A global exploration of the internet meme as an agent of pop culture, politics, protest, and propaganda on and offline, and how they will save or destroy us all.
Internet memes are one of today's most unexpectedly potent and creative forms, born of digital culture and -- more and more -- in dialogue with real life. A photo of protesters, for example, in Ferguson, Missouri raising their hands in a gesture of resistance gets replicated eight thousand miles away in Hong Kong, where dissidents are fighting for voting rights. Or a viral video of a presidential candidate-elect can become the impetus for an international march of women in pink "pussy-hats," itself a viral meme come to life. In the long, winding road from grumpy cat photos, internet memes have become a central concept of modern protest.

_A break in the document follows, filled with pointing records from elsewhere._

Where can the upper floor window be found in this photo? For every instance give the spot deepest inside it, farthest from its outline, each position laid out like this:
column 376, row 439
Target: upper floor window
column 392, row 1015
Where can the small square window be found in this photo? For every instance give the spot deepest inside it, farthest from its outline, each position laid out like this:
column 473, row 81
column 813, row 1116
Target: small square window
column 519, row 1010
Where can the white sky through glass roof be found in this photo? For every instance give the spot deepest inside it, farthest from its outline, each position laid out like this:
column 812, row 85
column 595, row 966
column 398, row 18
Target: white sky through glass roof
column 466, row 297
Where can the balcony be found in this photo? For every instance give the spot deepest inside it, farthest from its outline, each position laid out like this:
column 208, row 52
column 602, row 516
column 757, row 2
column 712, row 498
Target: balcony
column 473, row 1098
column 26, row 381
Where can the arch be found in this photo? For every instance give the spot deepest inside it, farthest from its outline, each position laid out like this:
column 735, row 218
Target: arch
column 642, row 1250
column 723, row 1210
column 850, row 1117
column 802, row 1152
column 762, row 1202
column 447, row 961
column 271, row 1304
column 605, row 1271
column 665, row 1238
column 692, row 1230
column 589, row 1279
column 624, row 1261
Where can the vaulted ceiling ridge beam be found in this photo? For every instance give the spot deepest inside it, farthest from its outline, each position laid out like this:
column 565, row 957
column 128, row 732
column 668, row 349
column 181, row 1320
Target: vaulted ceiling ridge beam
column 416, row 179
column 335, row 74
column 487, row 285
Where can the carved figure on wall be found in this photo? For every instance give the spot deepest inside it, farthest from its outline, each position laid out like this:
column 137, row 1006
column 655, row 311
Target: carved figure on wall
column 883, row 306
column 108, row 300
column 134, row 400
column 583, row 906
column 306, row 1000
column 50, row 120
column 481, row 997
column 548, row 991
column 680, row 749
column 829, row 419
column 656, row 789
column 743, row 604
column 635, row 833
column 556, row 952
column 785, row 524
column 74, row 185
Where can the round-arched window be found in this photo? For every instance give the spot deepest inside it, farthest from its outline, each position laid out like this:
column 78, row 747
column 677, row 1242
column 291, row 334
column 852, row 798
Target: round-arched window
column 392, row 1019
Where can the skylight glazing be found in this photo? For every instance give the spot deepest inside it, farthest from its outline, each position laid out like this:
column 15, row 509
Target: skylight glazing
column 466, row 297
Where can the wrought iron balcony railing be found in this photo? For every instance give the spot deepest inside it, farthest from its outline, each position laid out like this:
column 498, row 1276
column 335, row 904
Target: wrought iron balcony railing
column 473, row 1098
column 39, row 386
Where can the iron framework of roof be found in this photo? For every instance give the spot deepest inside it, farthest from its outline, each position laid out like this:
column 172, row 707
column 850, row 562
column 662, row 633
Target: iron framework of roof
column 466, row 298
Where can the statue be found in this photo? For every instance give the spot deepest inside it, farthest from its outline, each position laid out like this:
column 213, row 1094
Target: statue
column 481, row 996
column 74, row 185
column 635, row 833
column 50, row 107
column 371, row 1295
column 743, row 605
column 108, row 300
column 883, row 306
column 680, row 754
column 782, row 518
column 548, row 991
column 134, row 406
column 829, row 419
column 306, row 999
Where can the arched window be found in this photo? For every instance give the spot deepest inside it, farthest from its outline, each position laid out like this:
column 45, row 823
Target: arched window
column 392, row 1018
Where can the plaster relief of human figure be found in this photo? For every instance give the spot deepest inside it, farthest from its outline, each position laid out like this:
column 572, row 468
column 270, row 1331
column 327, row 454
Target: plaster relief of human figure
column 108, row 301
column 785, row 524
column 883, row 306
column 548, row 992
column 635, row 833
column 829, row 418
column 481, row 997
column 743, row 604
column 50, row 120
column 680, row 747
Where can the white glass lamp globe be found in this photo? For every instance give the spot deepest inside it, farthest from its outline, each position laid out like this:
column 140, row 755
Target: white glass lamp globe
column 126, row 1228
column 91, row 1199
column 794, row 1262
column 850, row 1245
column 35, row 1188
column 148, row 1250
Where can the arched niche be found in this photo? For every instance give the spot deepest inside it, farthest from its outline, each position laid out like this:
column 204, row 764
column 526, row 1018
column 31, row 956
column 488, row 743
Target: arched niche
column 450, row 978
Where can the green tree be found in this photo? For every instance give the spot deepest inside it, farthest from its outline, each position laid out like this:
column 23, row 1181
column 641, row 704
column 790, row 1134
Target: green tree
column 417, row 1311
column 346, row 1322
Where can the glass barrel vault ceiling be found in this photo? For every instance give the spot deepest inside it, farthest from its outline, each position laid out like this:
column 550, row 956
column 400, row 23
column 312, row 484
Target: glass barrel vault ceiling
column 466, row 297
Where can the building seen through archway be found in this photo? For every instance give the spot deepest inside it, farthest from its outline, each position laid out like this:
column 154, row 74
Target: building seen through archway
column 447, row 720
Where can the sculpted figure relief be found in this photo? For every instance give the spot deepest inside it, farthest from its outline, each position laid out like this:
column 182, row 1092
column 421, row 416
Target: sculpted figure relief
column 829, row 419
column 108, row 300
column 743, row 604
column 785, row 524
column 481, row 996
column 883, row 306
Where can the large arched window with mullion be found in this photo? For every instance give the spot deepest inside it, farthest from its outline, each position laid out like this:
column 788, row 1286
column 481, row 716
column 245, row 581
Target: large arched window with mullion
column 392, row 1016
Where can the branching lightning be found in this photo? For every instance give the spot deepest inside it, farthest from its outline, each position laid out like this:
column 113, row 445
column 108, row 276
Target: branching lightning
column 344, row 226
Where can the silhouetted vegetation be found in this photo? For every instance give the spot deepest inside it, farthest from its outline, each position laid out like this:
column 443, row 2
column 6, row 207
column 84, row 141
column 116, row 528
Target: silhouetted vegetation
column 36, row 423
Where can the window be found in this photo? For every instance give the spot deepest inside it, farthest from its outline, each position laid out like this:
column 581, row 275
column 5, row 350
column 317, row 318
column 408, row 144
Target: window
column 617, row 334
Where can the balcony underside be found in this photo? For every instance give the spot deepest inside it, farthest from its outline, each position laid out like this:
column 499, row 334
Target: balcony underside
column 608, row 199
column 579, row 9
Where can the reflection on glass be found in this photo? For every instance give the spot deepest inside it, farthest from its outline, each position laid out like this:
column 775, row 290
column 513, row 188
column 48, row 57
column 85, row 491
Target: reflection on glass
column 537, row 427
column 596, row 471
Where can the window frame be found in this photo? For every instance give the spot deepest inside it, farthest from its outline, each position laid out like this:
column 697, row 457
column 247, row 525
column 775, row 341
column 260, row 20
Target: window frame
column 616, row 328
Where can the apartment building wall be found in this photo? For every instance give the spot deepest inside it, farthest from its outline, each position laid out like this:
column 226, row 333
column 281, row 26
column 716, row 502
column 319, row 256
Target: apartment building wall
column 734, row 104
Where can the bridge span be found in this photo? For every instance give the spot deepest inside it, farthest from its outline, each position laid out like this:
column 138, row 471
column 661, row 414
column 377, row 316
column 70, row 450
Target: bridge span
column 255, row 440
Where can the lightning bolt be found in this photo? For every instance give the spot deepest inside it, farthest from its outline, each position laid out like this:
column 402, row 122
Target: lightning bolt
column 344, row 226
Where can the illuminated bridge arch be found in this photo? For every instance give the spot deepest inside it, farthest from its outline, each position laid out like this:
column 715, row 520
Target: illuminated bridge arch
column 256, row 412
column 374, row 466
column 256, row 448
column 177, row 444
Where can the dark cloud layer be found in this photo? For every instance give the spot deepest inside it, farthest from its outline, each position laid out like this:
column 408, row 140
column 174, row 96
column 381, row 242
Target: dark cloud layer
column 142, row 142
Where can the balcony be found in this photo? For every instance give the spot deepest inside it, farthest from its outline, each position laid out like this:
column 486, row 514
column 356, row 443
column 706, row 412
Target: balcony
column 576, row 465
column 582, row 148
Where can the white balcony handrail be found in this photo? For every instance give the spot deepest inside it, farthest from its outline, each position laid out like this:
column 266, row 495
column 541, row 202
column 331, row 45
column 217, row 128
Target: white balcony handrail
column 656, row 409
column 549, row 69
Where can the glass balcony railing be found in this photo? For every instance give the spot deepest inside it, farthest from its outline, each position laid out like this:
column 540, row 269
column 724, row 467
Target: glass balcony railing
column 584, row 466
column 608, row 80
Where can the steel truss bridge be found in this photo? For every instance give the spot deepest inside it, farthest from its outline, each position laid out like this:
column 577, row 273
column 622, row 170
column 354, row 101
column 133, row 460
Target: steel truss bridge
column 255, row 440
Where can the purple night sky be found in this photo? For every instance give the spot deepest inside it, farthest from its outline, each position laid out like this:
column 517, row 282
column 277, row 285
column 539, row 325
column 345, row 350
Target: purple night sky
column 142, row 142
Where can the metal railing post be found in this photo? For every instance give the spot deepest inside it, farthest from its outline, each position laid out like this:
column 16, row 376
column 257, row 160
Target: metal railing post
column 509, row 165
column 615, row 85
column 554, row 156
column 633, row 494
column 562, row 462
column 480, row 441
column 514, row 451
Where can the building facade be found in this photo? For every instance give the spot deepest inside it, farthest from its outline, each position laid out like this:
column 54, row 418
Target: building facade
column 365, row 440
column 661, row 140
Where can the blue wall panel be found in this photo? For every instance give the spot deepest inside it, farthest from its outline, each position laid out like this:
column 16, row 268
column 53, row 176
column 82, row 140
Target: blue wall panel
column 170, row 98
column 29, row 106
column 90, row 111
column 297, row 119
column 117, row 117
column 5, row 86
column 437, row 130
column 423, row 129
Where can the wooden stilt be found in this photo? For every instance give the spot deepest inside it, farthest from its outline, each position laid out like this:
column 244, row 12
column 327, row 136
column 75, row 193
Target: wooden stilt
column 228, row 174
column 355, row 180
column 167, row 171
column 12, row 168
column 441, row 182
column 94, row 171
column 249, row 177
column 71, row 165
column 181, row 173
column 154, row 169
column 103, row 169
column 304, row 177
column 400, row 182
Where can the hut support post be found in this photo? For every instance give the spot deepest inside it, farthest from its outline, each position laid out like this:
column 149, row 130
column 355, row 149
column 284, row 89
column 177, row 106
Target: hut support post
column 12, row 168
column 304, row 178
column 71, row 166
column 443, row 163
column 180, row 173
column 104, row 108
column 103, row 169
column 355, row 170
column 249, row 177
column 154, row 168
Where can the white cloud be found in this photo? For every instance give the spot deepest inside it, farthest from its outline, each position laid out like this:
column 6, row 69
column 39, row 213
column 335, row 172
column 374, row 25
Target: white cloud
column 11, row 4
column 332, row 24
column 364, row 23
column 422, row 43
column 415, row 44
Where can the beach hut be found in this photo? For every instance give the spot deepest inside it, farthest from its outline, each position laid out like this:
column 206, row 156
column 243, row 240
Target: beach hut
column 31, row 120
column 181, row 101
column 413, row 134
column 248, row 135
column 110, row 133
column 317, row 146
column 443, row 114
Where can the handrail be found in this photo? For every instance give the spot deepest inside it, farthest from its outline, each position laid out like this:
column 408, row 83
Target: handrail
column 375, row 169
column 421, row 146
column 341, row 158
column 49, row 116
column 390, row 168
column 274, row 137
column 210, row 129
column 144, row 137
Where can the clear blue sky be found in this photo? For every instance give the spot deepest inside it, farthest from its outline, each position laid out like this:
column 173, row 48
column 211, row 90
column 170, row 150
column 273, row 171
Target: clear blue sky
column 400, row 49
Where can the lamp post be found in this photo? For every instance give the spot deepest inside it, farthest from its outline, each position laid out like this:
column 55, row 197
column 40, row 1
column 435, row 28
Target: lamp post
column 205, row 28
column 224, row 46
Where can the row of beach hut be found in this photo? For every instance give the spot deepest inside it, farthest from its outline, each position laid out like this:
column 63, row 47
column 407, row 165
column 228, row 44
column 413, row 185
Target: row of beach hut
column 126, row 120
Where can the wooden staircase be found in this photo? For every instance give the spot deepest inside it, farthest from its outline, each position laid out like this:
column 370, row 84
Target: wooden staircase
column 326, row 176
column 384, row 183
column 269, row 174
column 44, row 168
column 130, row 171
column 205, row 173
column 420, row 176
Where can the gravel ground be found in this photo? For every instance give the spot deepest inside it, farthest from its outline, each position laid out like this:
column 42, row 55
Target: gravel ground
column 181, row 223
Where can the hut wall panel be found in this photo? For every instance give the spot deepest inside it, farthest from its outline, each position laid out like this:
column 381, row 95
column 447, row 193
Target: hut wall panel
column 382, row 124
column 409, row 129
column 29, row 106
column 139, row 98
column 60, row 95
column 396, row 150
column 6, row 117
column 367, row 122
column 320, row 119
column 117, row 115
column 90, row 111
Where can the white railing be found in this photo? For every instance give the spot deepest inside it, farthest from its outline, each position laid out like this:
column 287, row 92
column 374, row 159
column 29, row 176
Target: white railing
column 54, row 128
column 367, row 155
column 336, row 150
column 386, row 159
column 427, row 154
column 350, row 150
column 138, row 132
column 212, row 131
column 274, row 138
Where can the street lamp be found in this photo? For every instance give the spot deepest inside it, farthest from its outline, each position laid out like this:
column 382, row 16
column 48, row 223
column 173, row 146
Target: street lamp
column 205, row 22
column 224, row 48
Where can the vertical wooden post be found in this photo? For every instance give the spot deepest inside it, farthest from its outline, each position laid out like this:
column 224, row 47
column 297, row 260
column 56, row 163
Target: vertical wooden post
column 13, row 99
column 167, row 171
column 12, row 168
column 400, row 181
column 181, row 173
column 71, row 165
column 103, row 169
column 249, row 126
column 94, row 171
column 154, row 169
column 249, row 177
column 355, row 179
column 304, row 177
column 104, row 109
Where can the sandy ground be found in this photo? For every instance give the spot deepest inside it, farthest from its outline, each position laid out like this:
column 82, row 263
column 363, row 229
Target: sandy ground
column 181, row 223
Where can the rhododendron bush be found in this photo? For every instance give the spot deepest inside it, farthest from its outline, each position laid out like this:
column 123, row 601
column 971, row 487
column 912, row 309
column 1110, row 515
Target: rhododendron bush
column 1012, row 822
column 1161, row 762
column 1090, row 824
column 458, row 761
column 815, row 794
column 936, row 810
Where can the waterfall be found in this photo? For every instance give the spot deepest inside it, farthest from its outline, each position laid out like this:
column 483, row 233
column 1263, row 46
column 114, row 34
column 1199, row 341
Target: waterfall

Using social media-driven movements as her guide, technologist and digital media scholar An Xiao Mina unpacks the mechanics of memes and how they operate to reinforce, amplify, and shape today's politics. She finds that the "silly" stuff of meme culture -- the photo remixes, the selfies, the Youtube songs and the pun-tastic hashtags -- are fundamentally intertwined with how we find and affirm one another, direct attention to human rights and social justice issues, build narratives, and make culture. Crucially, she reveals how in parts of the world where public dissension is downright dangerous, memes can belie contentious political opinions that would incur drastic consequences if expressed outright. And further, she examines the future of internet memes as tools in both anti-authoritarian progressive circles and government propaganda.
Memes to Movements unveils the transformative power of memes, for better and worse. In a time when our movements are growing more complex and open-ended, Mina brings a fresh and sharply innovative take on the media discourse.